Team EMEA Multi-Asset - BMO Global Asset Management -

Sia la domanda interna che quella esterna si sono visibilmente indebolite in Europa mentre gli Stati Uniti mostrano ancora un passo migliore.

Se in aggiunta ad una serie di questioni di carattere politico nel Vecchio Continente si va a sommare una sfilza di dati considerevolmente deboli per la regione, si scovano gli ingredienti chiaramente alla base del nervosismo tra gli investitori. Tale segnale induce a considerare che l’economia della zona euro sia appesantita da problemi di fondo e che la “giapponificazione” dell’Europa (il passaggio a un contesto di prolungata bassa crescita e bassa inflazione, unitamente all’abbondanza di liquidità delle banche centrali) sia dietro l’angolo.

Ma non è necessariamente questo il caso.

Le banche centrali hanno cominciato a passare dagli stimoli di politica monetaria a quelli di politica fiscale e, sebbene inizialmente l’effetto sia stato di contrazione come per esempio nel caso dell’Italia, probabilmente questo cambiamento produrrà nel complesso un effetto stimolante a vantaggio della zona euro.

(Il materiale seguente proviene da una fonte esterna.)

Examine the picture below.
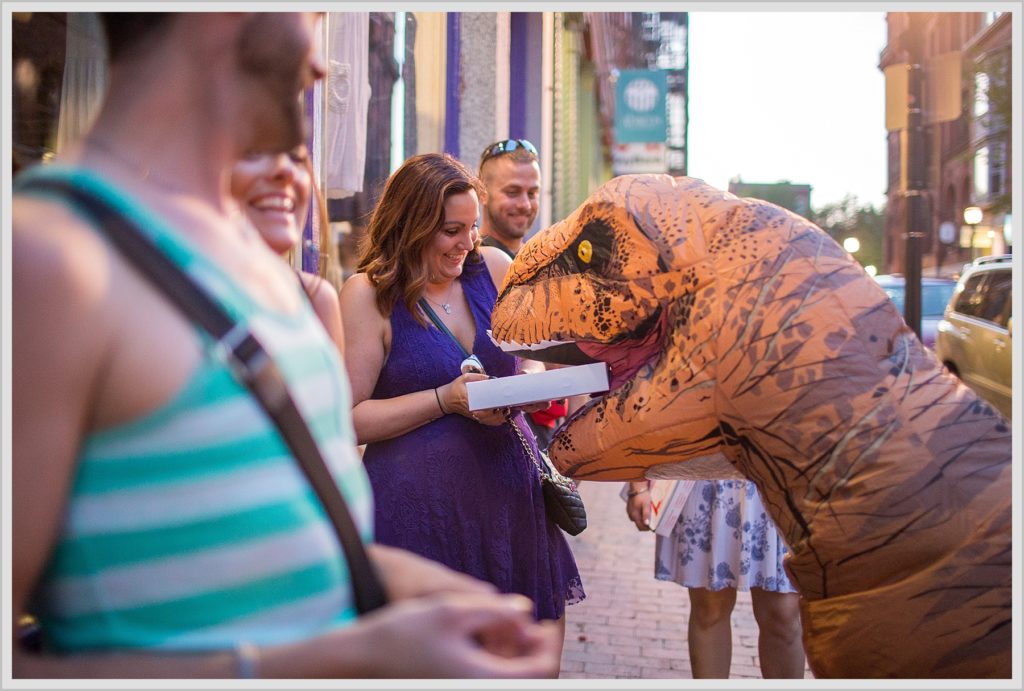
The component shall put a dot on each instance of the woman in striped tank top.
(161, 527)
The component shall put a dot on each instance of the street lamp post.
(973, 216)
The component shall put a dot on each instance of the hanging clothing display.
(347, 100)
(84, 77)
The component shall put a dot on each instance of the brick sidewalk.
(632, 625)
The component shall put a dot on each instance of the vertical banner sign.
(641, 122)
(640, 112)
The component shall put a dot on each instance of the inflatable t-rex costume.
(734, 326)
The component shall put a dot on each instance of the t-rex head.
(617, 282)
(734, 326)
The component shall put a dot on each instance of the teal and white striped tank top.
(193, 527)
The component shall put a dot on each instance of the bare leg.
(561, 644)
(779, 644)
(710, 632)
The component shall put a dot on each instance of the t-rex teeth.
(514, 346)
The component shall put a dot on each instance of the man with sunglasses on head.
(511, 198)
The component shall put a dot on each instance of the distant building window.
(981, 181)
(980, 94)
(997, 169)
(988, 17)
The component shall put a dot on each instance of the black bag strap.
(250, 363)
(440, 325)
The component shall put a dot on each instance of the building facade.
(967, 158)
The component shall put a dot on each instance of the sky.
(793, 96)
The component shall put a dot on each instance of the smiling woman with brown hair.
(451, 484)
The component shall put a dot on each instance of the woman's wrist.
(440, 403)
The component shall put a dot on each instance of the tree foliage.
(996, 67)
(849, 218)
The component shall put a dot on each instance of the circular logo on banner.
(640, 94)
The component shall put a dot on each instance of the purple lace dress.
(458, 491)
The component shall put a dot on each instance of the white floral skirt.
(723, 538)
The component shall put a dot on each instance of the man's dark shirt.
(489, 241)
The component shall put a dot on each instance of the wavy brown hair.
(410, 212)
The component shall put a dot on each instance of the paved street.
(632, 625)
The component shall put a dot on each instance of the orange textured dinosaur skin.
(759, 337)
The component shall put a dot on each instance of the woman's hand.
(455, 399)
(638, 506)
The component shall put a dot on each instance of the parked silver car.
(975, 337)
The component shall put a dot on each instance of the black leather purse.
(561, 498)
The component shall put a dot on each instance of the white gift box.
(535, 387)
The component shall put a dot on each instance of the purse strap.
(251, 364)
(428, 310)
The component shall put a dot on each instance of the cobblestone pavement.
(632, 625)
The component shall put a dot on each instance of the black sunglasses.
(507, 146)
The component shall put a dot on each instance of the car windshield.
(933, 298)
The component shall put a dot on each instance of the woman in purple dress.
(449, 483)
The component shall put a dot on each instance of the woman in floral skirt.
(724, 542)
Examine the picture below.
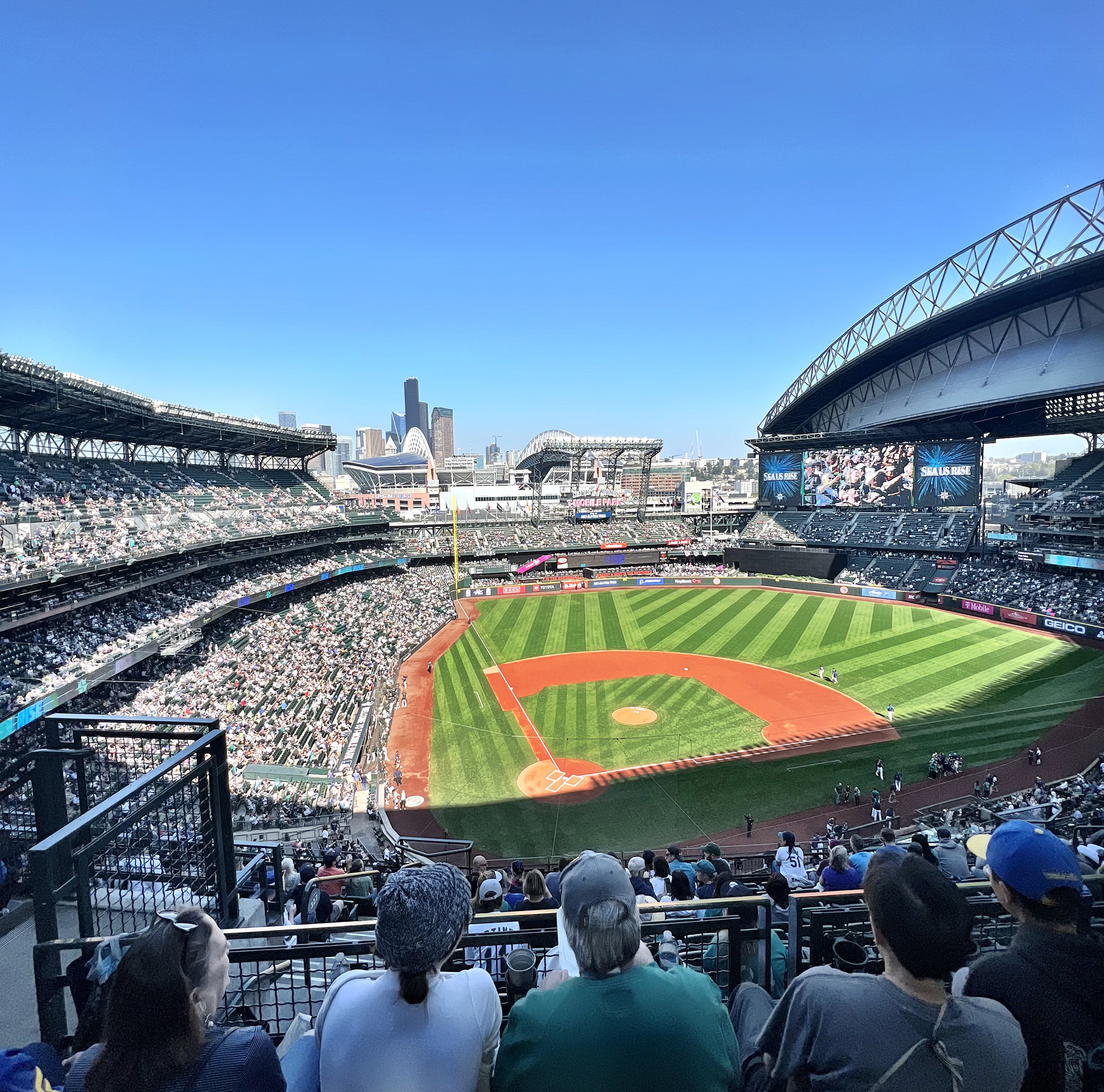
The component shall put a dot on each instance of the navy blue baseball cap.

Da un’osservazione più attenta di una simile mole di dati negativi emerge come la condizione sia singolare e temporanea e che, in effetti, siano piuttosto indice di note positive per l’economia europea.

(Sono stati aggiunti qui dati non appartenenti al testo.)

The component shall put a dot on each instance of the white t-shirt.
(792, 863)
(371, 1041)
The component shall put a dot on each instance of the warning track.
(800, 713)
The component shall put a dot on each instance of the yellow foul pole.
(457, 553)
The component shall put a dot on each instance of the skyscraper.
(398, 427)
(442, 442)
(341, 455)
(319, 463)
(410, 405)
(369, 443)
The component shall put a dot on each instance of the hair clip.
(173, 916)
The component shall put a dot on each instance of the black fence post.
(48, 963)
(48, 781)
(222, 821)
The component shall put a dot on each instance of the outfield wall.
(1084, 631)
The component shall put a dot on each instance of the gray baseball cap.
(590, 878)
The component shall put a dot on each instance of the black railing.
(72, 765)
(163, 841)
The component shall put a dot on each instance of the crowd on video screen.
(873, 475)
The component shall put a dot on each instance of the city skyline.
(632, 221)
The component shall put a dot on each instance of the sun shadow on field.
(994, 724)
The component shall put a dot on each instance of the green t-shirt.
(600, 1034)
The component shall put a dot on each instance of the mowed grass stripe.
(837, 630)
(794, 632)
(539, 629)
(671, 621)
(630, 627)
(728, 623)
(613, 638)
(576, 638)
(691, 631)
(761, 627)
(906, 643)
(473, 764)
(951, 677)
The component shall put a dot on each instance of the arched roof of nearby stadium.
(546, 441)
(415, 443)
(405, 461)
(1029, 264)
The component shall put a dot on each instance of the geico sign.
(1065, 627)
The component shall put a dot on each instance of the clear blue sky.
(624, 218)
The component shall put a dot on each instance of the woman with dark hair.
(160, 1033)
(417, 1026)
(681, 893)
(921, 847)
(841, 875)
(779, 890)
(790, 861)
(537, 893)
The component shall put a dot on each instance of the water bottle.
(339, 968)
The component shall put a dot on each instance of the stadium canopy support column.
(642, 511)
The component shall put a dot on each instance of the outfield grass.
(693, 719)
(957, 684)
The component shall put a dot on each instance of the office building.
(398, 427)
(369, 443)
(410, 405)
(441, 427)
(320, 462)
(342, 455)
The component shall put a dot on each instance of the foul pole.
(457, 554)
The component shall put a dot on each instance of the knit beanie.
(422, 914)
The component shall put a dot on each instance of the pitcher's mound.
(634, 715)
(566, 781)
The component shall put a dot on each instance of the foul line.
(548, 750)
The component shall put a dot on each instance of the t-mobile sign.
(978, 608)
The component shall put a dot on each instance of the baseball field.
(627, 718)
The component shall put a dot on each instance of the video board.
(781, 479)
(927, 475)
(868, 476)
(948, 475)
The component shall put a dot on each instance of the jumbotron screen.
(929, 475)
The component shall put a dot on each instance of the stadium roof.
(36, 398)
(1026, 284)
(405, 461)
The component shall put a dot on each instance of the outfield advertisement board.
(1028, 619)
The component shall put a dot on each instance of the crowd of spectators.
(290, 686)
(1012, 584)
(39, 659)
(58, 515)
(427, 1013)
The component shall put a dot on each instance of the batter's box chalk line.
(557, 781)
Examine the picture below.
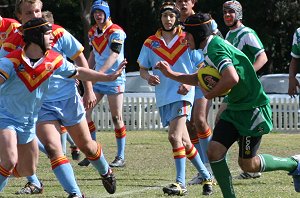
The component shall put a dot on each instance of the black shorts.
(226, 134)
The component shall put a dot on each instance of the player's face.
(185, 7)
(99, 17)
(229, 17)
(30, 11)
(168, 19)
(190, 40)
(48, 39)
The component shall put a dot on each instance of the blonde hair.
(19, 2)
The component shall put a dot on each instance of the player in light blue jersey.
(107, 40)
(25, 75)
(168, 44)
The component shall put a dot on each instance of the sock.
(194, 157)
(33, 179)
(223, 177)
(99, 161)
(4, 174)
(204, 139)
(92, 129)
(272, 163)
(180, 160)
(121, 141)
(65, 175)
(41, 147)
(70, 140)
(63, 139)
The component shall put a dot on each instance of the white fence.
(141, 114)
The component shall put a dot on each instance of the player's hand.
(183, 89)
(293, 86)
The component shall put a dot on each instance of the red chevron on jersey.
(100, 43)
(58, 32)
(33, 77)
(171, 55)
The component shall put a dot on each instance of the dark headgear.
(199, 25)
(101, 5)
(171, 6)
(34, 30)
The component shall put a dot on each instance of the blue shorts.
(171, 111)
(68, 112)
(108, 90)
(198, 93)
(25, 133)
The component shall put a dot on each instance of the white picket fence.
(141, 114)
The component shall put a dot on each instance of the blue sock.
(70, 140)
(121, 141)
(65, 175)
(33, 179)
(63, 139)
(180, 163)
(99, 161)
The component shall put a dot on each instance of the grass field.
(149, 167)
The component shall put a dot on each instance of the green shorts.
(254, 122)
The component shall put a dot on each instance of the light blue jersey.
(179, 57)
(101, 43)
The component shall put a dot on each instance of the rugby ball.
(208, 77)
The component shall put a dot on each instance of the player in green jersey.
(248, 115)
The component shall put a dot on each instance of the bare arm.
(190, 79)
(293, 82)
(260, 61)
(229, 79)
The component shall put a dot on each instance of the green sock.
(272, 163)
(223, 177)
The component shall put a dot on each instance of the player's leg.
(91, 125)
(8, 155)
(116, 108)
(93, 151)
(49, 134)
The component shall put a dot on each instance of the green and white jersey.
(296, 44)
(246, 40)
(248, 92)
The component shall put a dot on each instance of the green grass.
(150, 166)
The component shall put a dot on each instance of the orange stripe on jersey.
(204, 135)
(120, 133)
(4, 172)
(190, 154)
(171, 55)
(59, 161)
(97, 155)
(33, 77)
(179, 153)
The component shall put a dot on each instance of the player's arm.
(293, 82)
(260, 61)
(190, 79)
(229, 79)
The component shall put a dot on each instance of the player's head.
(199, 26)
(34, 31)
(28, 9)
(102, 6)
(232, 7)
(168, 10)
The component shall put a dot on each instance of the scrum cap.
(34, 30)
(101, 5)
(236, 6)
(199, 25)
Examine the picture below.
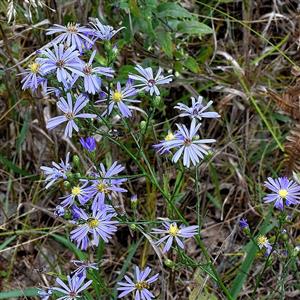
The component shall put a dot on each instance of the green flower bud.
(76, 160)
(132, 227)
(67, 184)
(157, 102)
(284, 237)
(143, 125)
(169, 263)
(77, 175)
(296, 251)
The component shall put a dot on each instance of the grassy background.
(237, 53)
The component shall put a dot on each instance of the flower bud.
(143, 126)
(67, 184)
(134, 201)
(169, 263)
(132, 227)
(157, 102)
(76, 160)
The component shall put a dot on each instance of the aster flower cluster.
(186, 141)
(87, 92)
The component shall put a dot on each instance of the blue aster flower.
(140, 285)
(62, 62)
(78, 192)
(89, 143)
(45, 294)
(173, 232)
(32, 77)
(92, 81)
(57, 171)
(160, 146)
(73, 289)
(189, 144)
(243, 223)
(263, 243)
(119, 98)
(95, 227)
(283, 190)
(103, 32)
(59, 211)
(105, 184)
(82, 266)
(147, 80)
(197, 110)
(70, 114)
(73, 35)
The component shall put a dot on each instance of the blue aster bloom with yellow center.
(173, 233)
(188, 144)
(285, 192)
(94, 227)
(140, 285)
(73, 289)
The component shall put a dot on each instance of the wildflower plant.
(79, 69)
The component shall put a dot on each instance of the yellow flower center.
(173, 230)
(70, 116)
(93, 223)
(87, 69)
(142, 285)
(117, 96)
(72, 28)
(76, 191)
(283, 193)
(102, 188)
(170, 136)
(262, 240)
(34, 67)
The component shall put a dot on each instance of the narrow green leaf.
(173, 10)
(192, 64)
(68, 244)
(164, 39)
(29, 292)
(7, 242)
(131, 251)
(11, 166)
(23, 133)
(194, 28)
(244, 269)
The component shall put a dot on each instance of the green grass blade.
(29, 292)
(251, 250)
(7, 242)
(68, 244)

I numeri sulla Germania, in particolare, sono apparsi deboli e, essendo la più grande economia del continente, hanno comprensibilmente generato preoccupazione. L’industria automobilistica teutonica guida il rallentamento da oltre sei mesi. Ma il rapporto tra nuovi ordini e scorte sta ora salendo e l’impatto delle varie normative sta iniziando a dissolversi, dunque questo settore sembra essere a un punto di svolta. Altri comparti continuano ad accumulare ritardo, ma si avvertono segnali di ripresa che potrebbero essere indice di crescita in Germania e in Europa.

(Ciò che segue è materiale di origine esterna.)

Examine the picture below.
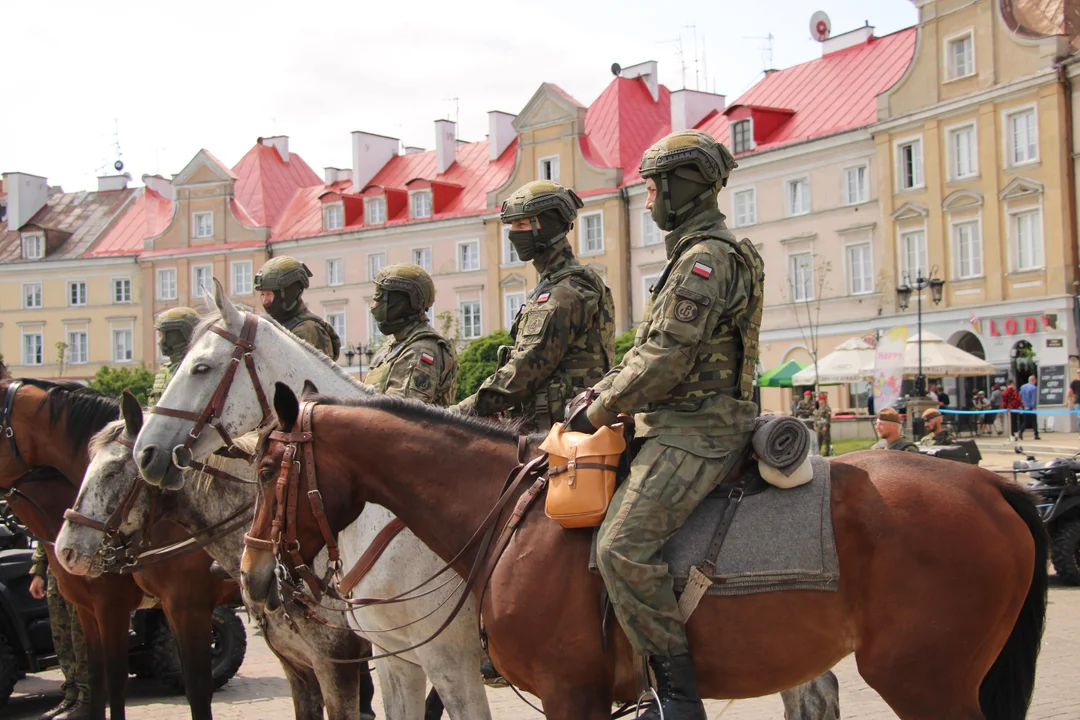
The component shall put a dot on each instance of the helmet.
(409, 279)
(177, 318)
(539, 195)
(280, 272)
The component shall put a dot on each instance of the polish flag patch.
(702, 270)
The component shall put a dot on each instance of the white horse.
(451, 661)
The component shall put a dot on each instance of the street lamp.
(936, 286)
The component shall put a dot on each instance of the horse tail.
(1007, 689)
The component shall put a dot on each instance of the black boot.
(677, 688)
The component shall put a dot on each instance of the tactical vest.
(713, 372)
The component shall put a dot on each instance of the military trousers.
(68, 643)
(666, 481)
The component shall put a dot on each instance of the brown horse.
(942, 593)
(51, 428)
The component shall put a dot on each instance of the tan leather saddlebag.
(581, 474)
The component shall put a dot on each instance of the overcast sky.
(217, 75)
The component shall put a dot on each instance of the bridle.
(212, 413)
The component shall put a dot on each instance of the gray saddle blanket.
(779, 540)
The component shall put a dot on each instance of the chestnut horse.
(51, 425)
(942, 593)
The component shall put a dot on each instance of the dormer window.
(420, 204)
(34, 246)
(375, 211)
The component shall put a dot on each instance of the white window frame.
(418, 198)
(848, 247)
(950, 66)
(790, 208)
(582, 233)
(460, 259)
(197, 230)
(737, 220)
(233, 289)
(1007, 133)
(159, 285)
(553, 164)
(952, 147)
(379, 202)
(918, 171)
(863, 194)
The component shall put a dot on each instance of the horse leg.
(818, 700)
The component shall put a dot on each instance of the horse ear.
(286, 406)
(131, 410)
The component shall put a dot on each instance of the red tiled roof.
(266, 182)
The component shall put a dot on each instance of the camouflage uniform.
(564, 336)
(287, 279)
(689, 377)
(68, 642)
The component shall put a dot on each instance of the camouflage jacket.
(418, 364)
(703, 291)
(564, 342)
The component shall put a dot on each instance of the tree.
(113, 381)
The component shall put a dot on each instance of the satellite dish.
(820, 26)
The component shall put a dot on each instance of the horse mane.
(88, 410)
(215, 316)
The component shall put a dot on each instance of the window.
(592, 233)
(375, 262)
(854, 185)
(31, 295)
(801, 279)
(421, 256)
(969, 249)
(335, 272)
(202, 280)
(909, 164)
(913, 252)
(745, 207)
(468, 256)
(242, 277)
(960, 54)
(333, 217)
(77, 293)
(34, 246)
(860, 269)
(798, 197)
(1027, 235)
(375, 211)
(122, 347)
(513, 302)
(420, 203)
(548, 168)
(742, 136)
(962, 159)
(166, 284)
(469, 317)
(336, 321)
(1023, 137)
(32, 349)
(76, 353)
(202, 225)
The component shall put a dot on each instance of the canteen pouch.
(581, 474)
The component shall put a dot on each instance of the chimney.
(446, 146)
(689, 107)
(369, 153)
(113, 182)
(26, 195)
(160, 185)
(280, 141)
(500, 133)
(646, 71)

Anche l’industria farmaceutica tedesca così come l’industria chimica ha subito nella seconda metà del 2018una pesante flessione, che molti hanno letto come sintomo di problemi alla base dell’economia locale; i motivi ci sono, ma sono tutti di carattere temporaneo, e i settori sono ora di nuovo in ripresa.

Riteniamo pertanto che le attese negative per l’Europa siano eccessive, il che lascia intendere che nei prossimi trimestri dovremmo assistere a segnali incoraggianti dei dati europei. Come sempre, alcuni fattori potrebbero indurci a riconsiderare il nostro attuale ottimismo.

Il mercato del lavoro in Europa è solido e i salari reali stanno crescendo mentre l’inflazione complessiva è scesa. Se questo felice contesto dovesse venire meno, a causa di un balzo dell’inflazione o di un aumento della disoccupazione, allora saremmo indotti a frenare il nostro entusiasmo per la regione. Per ora, tuttavia, restiamo fiduciosi.